Jim Fortner, vice president of IT development and operations, P&G
P&G's Jim Fortner is leading IT's charge to help the company win new consumers.

At P&G, Fortner says the company's CEO has made his vision perfectly clear: Acquire 1 billion new consumers. "What I'm focused on is what IT can do to drive more product adoption," he says.

To help drive faster adoption of more products, IT has developed a virtualized environment that P&G uses to conduct product design work, product placement research and even consumer feedback studies.

Among other things, IT has created virtual reality models to test design ideas for the next breakthrough in products such as diapers or cosmetics. Within these cyberworlds, P&G can rapidly test product performance and consumer response to various kinds of ingredient and packaging choices.

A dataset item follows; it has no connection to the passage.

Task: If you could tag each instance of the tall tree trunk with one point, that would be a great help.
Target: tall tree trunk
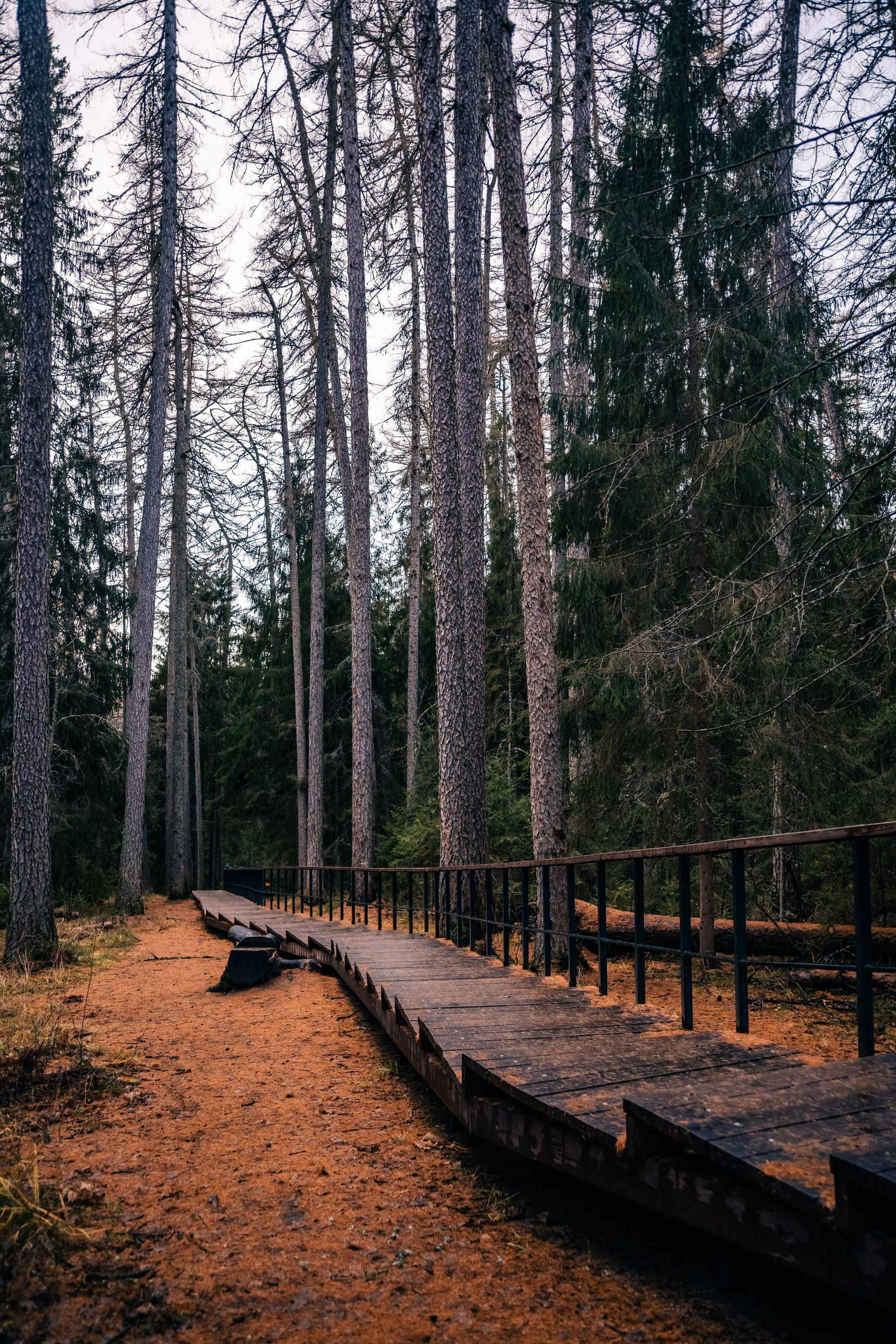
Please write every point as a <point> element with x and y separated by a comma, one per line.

Another big push is to use visualization to help executives run their businesses in real time. This involves integrating product, consumer and sales data that was once viewed in various reports into a single decision cockpit where the information can be viewed graphically. Both of these programs require hiring for nontraditional IT skills, Fortner says.

Another key attribute of these convergence pioneers is a distinct and vibrant company culture that is immediately recognizable. When you fly Southwest, you can tell it's different from other airlines. Perhaps it's the flight attendants wearing sombreros or carnival beads. Or it could be the way the company tries to make everything orderly and straightforward, from its Web site and electronic ticketing system to the way it handles boarding.

The Vision Thing

Progressive markets itself as an insurance provider that offers customers choices. Its overarching goal is to make insurance easy to shop for, buy and own. Its strategy involves using highly automated underwriting software and exposing data to customers in an easily understandable way.

The company's exclusive IT-enabled online Name Your Price tool, for example, allows customers to choose the price they would like to pay for insurance and then see the coverage they can buy for that price. After entering basic car and driver information, shoppers are offered a customized insurance package that includes limits and deductibles closest to their named price.

Shoppers can also manipulate an online dial to change various options, and the system instantly responds with information about how such changes will affect the price. Progressive also allows customers to comparison-shop at its Web site, checking out what Allstate, State Farm or other competitors charge for the same coverage.